Nitric oxide (NO) is synthesized in the vascular endothelium through the action of endothelial nitric oxide synthase (eNOS). NO maintains the basal vasodilator tone [8]. Endothelium-derived NO released under basal conditions or stimulated by bradykinin significantly regulates flow to the porcine ophthalmic microcirculation [9]. Systemic inhibition of NOS reduces the pulsatile choroidal blood flow [10]. Among the most important identified polymorphisms of the NOS3 (OMIM 163729) locus are a T to C single nucleotide polymorphism (SNP) in the promoter region (T-786C, rs2070744), a G to T SNP in exon 7 (Glu298Asp, rs1799983), and 27-bp variable number of tandem repeats (27 bp-VNTR-a/b) in intron 4 [11]. T-786C has been shown to reduce mRNA expression [12,13], Glu298ASP may alter eNOS function [14], and VNTR-a/b may reduce NO production [15].

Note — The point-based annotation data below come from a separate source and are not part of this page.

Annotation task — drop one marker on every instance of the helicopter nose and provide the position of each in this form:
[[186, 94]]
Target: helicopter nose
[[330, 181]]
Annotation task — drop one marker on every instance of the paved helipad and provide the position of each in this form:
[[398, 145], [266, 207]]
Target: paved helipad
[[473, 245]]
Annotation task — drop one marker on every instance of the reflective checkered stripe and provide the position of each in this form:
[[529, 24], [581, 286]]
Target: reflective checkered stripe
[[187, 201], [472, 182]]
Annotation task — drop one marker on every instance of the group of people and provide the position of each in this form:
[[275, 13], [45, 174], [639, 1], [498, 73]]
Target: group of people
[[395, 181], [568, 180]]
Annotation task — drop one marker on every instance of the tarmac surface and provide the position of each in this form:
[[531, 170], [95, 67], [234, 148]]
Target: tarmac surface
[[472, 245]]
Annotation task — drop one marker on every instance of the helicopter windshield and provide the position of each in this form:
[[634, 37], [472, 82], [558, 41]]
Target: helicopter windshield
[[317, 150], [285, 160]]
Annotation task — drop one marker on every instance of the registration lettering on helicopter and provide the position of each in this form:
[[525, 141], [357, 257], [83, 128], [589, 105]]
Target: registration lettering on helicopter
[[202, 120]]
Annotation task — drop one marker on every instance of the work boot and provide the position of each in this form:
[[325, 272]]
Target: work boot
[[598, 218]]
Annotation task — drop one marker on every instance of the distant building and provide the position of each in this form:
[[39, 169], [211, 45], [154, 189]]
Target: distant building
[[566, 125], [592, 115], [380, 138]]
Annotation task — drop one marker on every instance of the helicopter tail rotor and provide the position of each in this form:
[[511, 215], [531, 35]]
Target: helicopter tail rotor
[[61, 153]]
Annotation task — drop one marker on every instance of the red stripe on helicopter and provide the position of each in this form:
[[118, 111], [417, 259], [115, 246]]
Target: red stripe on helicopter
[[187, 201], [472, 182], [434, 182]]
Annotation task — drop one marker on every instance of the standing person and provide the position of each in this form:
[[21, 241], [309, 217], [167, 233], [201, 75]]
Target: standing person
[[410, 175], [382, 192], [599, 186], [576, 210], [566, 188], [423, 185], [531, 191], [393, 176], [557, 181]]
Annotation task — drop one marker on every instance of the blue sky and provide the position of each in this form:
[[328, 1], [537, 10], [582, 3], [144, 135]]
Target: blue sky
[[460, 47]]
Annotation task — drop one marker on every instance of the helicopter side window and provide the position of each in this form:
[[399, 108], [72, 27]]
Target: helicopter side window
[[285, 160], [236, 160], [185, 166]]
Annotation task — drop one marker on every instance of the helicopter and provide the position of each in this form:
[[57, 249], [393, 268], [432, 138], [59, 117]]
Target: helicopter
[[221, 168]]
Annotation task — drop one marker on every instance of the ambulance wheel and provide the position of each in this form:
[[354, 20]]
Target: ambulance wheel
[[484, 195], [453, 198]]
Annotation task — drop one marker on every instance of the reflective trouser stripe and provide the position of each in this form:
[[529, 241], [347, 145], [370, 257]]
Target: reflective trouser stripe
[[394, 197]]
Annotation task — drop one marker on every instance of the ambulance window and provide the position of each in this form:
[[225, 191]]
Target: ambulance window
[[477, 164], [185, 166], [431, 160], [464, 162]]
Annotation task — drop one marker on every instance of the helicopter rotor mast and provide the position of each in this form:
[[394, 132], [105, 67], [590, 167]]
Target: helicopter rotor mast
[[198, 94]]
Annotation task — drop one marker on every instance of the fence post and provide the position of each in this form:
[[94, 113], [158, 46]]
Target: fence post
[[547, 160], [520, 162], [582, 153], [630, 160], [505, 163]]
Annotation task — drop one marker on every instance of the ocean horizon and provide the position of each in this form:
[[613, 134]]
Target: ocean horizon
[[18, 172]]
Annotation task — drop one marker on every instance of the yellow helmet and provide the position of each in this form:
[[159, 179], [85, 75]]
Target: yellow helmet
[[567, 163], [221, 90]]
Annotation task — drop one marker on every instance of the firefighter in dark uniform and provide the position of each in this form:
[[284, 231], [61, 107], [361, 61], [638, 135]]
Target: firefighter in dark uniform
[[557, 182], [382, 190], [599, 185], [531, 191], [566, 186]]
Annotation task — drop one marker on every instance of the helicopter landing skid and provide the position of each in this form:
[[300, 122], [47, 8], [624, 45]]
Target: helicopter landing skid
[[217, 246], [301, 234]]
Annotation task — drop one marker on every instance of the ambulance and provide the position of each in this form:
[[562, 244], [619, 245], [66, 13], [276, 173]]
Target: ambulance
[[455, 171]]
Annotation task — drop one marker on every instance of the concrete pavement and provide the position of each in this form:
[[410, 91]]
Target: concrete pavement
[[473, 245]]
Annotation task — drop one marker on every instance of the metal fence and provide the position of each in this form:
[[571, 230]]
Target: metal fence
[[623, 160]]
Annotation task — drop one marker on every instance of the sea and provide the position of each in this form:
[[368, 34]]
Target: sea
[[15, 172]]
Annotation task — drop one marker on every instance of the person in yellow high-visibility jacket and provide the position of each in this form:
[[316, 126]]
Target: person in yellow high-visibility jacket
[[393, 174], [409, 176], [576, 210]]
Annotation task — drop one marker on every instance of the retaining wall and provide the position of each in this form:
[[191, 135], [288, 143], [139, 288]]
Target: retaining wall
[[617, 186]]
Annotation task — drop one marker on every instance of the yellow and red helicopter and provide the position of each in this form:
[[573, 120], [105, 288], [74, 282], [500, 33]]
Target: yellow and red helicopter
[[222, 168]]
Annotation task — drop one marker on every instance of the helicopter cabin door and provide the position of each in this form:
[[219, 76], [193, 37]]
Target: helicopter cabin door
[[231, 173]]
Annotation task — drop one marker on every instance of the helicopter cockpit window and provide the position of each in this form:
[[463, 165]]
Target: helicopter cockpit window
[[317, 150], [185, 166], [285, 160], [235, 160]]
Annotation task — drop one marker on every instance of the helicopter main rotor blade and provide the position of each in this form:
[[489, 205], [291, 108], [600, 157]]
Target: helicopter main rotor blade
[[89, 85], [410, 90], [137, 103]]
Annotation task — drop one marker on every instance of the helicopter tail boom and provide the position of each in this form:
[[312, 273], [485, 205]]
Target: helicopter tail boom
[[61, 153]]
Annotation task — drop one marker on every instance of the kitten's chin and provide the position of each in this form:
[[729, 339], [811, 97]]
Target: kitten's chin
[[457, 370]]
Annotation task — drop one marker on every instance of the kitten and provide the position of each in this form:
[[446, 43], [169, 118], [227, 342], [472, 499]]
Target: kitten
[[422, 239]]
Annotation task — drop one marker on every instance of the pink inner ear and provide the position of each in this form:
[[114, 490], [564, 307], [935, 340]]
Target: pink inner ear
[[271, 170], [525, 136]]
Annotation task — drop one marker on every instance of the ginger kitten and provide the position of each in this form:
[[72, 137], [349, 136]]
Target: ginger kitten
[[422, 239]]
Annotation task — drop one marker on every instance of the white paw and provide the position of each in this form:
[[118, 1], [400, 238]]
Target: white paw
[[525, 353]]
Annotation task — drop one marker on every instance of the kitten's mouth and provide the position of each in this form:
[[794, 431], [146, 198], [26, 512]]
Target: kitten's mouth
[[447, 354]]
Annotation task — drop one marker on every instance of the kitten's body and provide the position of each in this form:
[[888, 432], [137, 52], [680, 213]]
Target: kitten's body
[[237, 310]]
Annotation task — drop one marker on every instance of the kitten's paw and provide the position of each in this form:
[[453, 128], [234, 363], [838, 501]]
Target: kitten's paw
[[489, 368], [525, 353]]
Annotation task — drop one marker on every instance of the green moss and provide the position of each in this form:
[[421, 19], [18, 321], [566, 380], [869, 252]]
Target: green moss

Thus, since compromise of the microvasculature of the optic nerve may have a role in POAG and NO plays a role in regulating ocular circulation, we studied the association of the following NOS3 polymorphisms: T-786C, Glu298ASP, and 27 bp-VNTR-a/b and high-tension POAG in an Egyptian population. We also assessed the relationship of these polymorphisms and NO levels in patients with POAG and controls.
Methods
This case-control study included 160 unrelated patients with high-tension POAG and 110 sex-matched control subjects of an older age group than the patients. The patients were recruited from three main hospitals serving three governorates in Egypt: Zagazig University Hospital in Sharqia Governorate in Lower Egypt and Aswan and Edfo in Upper Egypt. All patients were Caucasian and older than 40 years and had anterior chamber open angle (grade III or IV on gonioscopy) and optic nerve and visual field changes compatible with glaucomatous damage and initial IOP >21 mmHg (before treatment). Patients were excluded if a) they had any other forms of glaucoma, e.g., congenital glaucoma, secondary glaucoma as pigmentary glaucoma, pseudoexfoliation syndrome, complications of uveitis or trauma, and steroid-induced glaucoma; b) they had ocular hypertension (IOP above 21 mmHg with optic nerve and/or visual field changes not typical of glaucomatous damage); and c) if glaucoma had developed before 40 years of age. All controls were older than 55 years, had IOP below 21 mmHg, and had an optic nerve without any abnormalities suggestive of glaucoma with normal visual fields.
All patients were subjected to complete ophthalmological evaluations that included a full medical history, best-corrected visual acuity, slit-lamp biomicroscopy (Haag-Streit BQ900, Bern, Switzerland), IOP was measured using applanation tonometer, gonioscopy, dilated fundus examination that stressed the optic disc, computerized visual field using the Humphrey Field Analyzer: HFA SITA 24–2 white on white program (HFA; Carl Zeiss Meditec, Dublin, CA), and central corneal ultrasound pachymetry (Echoscan US-4000 pachymeter, Nidek Co, Tokyo, Japan). The study was performed adherent to the tenets of the Declaration of Helsinki and the ARVO statement on human subjects. The study was approved by the Ethical Committee of Faculty of Medicine, Zagazig University. A written informed consent form was signed by each participant before participation.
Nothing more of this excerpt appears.